あぁ素晴らしい建物でめちゃくちゃ楽しかった!また行きたいなぁ~
→朝倉彫塑館公式サイト
日暮里駅から徒歩10分ほど。書道博物館のあった鶯谷もそうだが、山手線の上野から池袋の間ってほとんど
行ったことがないエリアだ。鶯谷と日暮里は隣りの駅だったんだな、一緒に行けばよかった(苦笑)。
塀越しに真っ黒な洋館がそびえているのが見える。おぉ、これか!
彫刻家朝倉文夫が自ら設計して建てたもので、1935(昭和10)年に完成。
こちらの洋館がアトリエで裏側には和館の住まいがある。
まず門と塀が変わっている。六角柱か五角柱か、細長い石を縦に隙間なく並べて塀にしてあるのだ。
これは玄武岩のように柱状節理のある石だな。しかし玄武岩のように黒くないしも質感も違う。
こちらに来てから時々見かけて気になっていたのだが、これは伊豆で産出する「伊豆六方石」という石らしい。
火山の溶岩が冷えて固まるときに繊維状の柱状節理ができるのは玄武洞の玄武岩と同じだが、伊豆六方石は
角閃石デイサイトや輝石安山岩だという。
六方石は門の付近だけで、そこから続く塀には大谷石が使われていた。関東らしい地方色を感じる石使いだな!
しかし、塀に単管が組みつけてあったのは何か工事の予定があったのだろうか。ちょっと景観が・・・(汗)
えっ、建物の内部は写真撮影NGなの!?ん~~残念(涙)。
門の脇に建つ茶室の待合のようなあずまやを先に見よう。こちらも古そう。当初のものだろうな。
ダイヤモンド型の五角形、面白い形をしている。垂木を放射状に配し網代を貼った傘天井の中央に吊り灯篭が。
足元を見れば擬木の丸太が敷き詰められ、その隙間には、チャートだろうか、赤い小石が詰められている。
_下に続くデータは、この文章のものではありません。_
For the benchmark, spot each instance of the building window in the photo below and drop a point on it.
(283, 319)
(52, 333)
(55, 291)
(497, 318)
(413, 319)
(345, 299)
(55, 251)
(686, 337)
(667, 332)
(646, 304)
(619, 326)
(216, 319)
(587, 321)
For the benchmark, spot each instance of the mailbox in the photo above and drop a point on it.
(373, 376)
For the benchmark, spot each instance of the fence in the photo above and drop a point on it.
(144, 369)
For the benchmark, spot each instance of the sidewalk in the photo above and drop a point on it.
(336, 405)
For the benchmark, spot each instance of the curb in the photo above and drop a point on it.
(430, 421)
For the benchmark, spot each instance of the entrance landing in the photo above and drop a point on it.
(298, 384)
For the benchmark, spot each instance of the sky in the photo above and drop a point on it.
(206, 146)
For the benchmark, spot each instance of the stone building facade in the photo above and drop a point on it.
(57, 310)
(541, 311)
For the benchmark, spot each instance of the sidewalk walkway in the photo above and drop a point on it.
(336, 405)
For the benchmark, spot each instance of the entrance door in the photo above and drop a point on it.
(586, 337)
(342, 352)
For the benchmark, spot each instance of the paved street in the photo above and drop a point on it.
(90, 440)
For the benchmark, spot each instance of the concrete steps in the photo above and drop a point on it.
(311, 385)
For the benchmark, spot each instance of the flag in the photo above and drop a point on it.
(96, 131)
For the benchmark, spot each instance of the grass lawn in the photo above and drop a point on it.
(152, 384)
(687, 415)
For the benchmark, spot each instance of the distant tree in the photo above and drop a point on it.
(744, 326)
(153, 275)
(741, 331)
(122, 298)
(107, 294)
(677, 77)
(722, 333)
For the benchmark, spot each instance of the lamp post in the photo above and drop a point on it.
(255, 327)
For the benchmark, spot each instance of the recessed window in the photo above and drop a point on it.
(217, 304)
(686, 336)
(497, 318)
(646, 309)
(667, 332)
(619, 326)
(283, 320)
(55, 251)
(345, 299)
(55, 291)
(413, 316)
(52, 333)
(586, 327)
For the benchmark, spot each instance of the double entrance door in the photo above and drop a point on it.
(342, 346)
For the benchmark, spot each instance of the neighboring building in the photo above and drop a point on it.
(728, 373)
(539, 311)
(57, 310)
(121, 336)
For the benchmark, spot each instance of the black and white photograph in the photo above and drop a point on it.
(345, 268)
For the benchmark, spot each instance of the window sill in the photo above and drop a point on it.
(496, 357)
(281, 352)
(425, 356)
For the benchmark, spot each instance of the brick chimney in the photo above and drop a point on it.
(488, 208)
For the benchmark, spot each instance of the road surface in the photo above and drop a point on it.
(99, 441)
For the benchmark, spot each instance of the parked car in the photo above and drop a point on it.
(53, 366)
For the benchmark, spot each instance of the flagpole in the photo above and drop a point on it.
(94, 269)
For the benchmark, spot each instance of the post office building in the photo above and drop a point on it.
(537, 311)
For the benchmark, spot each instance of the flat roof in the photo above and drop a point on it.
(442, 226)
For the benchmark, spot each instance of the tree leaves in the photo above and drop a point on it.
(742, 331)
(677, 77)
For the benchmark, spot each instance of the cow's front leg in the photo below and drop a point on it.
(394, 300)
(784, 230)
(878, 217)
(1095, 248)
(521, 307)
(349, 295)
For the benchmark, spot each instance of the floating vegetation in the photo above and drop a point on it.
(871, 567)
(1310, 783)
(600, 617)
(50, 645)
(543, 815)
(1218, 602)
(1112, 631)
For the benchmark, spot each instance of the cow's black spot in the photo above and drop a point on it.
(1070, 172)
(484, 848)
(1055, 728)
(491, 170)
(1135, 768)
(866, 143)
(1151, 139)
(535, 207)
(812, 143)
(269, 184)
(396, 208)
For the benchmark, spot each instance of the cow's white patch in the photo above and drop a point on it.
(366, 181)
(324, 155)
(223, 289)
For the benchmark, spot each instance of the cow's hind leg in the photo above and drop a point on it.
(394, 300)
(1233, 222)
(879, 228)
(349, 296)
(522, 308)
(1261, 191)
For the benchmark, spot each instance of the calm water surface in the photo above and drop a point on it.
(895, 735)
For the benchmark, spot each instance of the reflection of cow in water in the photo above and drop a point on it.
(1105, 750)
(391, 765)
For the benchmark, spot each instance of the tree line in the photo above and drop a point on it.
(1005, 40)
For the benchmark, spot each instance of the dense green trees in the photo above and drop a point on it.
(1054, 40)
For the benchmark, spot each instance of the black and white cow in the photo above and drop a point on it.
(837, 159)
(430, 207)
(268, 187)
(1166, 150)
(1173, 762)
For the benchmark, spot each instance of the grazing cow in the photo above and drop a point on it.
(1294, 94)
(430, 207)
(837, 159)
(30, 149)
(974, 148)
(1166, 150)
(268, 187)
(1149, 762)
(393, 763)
壁沿いにはベンチが造りつけられているが、腰張りの板も互い違いに高さを変えてあり、いろいろ凝っている。
三階建てのコンクリートの壁は真っ黒に塗られ、なんかすごくものものしいというか、威圧感があるというか・・・
しかし、近寄ってみるとひさしの下の壁は小さな粒々の青石がみっしりと貼られた洗い出し。そして塀と同じく
六方石が段違いに並べて貼られている。竹や木のような石使い。RC造の洋館なのに、数寄屋のようじゃないか!?
さぁそろそろ入ろう。
玄関を入ったところからびっくり!!エントランスホールは玄関付近の数寄屋の雰囲気が続いているのだ。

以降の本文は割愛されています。